As someone with a decade or two of work experience in the intersection of media and technology, I am often asked or put in a position of giving advice to people that are earlier in their career paths. (And by ‘people’ I do mean mostly women, yes, as women are the ones who struggle more to make themselves heard, fit, advance… )
So, what do I know now that I had not realised when I started working? What are the ‘shortcuts’ I am trying to pass on?
Above all, the conviction that it is not us, as women, doing something wrong. That we do not need fixing. It is the system that needs fixing, as it was indeed built to favorite another archetype (aka stereotype).
So, everybody should know that a woman’s professional career is in general much more difficult than men’s and that the struggle is not due to a personal weakness or shortcomings. According to studies, it takes women on average 2 years longer to reach the level than a man with the same qualifications.
No single person, man or woman, can correct a whole system all by themselves. But what can we do to improve our own outlook?
1. Dare to ‘want’
The educational and professional system has traditionally kept women away from the most interesting and well-paid jobs, in a way that women, more often than not, do not even dare to think that we can pursue such careers. (According to the most recent study, only 19% of the ICT specialists in the EU are women).
While in reality, we are both necessary and competent for any of those jobs: who is the most suitable to create women’s hygiene products? A mammography method that is both accurate and painless? To eliminate the AI gender biases?
Who can do it better, if not us?
So, the first step is to learn to want things. Against a system that makes it hard for us and pushes us in other directions, we have to start by embracing the possibilities and opportunities of the ICT space.
2. Don’t self-reject
I believe I was way too old when I first dared to apply for my first big tech job – and of course, convinced that they were not going to hire me.
So, I did not apply to get the job – I applied to try my muscles and prepared for every interview as if it was an oral university exam; I aimed at giving my best game, the best impression, to get to know the people that were interviewing me, more about the company. For me, the opportunity was the interview, not the job.
That time, I even got the job. Other times, I didn’t. But every single time, the effort made me a better professional. I increased my knowledge, got new contacts, and learned more about myself – how I react under pressure, my strengths and my weaknesses.
So, yes, nothing happens if we limit ourselves to the spectator’s seat, if we are scared of exposure and trial. Let the others reject you – do not hurry to pre-reject yourselves!
3. Don’t be afraid of learning (yes, Growth mindset)
We should not forget that since birth, we had to learn everything: how to walk, to talk, to write. There is nothing we know that we didn’t learn.
And today this applies more than ever in our professional lives: our generation faces around 35 years of professional lives, which practically means that we are going to have a new profession every ten years, either literally because we will change jobs, or actually because our job will change so much that will have nothing to do with our initial one.
So, our main asset is not what we already know, but being willing to keep learning.
And it is easy: instead of ‘I don’t know’, you just say ‘I can try to learn’.
(This is actually my main trait that I think got me where I am: never hesitating to learn what I do not know.
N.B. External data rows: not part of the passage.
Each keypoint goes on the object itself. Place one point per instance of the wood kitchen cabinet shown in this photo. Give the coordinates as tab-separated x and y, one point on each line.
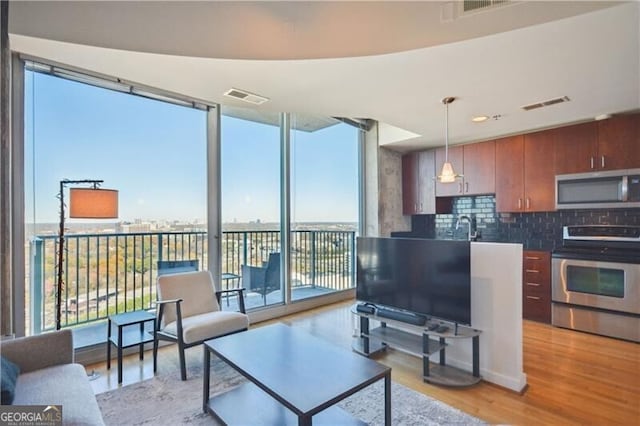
418	183
610	144
476	162
525	176
536	286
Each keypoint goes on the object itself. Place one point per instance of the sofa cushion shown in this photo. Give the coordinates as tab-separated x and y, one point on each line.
65	385
9	372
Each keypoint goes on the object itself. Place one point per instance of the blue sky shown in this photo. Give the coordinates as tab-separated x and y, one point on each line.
154	153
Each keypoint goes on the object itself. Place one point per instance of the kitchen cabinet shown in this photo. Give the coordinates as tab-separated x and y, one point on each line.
536	286
524	175
610	144
476	162
418	183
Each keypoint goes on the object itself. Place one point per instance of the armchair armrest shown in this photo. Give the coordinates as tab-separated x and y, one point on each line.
240	292
40	351
162	302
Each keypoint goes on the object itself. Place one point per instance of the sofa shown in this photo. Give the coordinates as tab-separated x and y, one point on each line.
49	376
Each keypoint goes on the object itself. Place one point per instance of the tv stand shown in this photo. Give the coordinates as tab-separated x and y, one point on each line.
421	341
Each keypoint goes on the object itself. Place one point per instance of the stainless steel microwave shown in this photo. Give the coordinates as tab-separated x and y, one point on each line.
595	190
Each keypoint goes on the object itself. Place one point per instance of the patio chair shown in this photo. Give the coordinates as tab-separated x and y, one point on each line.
188	313
262	280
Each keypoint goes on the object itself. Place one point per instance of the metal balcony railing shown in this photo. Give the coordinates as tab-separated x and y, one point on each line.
106	274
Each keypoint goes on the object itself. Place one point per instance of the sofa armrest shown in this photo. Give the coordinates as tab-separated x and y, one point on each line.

But if I had realised earlier how important asset that was, I would have used it more as a tool for self-advancement).
4. Find your tribe and habitat
If we are being honest, we must admit that not all colleagues or work environments are good. We can all get along. Not everybody deserves our help: I am sure, for example, that you can all bring to your mind at least one colleague who always asks for help, but never gives any.
This is why it is very important to search and chose: search for colleagues that we can work well together. To actively pursue relationships and partnerships that are good for us.
To choose who to trust. Who we are helping and who we need to protect ourselves from.
Remember that every time we say ‘yes’ to something that does not deserve it, we are depriving ourselves of something better.
Our ‘yes’ is valuable and we should not say it easily.
The fastest and easiest way to become better, to achieve more, to improve our weaknesses, is to be socialize and cooperate with people that are better than us.
To learn from people who know more, who are smarter, more experienced, more… anything positive – whether they are men or women!
A compatible and supportive environment is the basic external factor that can help us grow. That’s why it is important to build our own professional family, made of people who support us and that we support back, who trust us and we can trust them.
5. Last but not least? Do it your way
You do not need to become a different person: we are not and we do not need to be all the same. On the contrary, diversity is a must for evolution, for the system to work.
Think about your hand: if all the fingers were the same, it would not be functional. The same applies to our career – what makes us different, makes us special!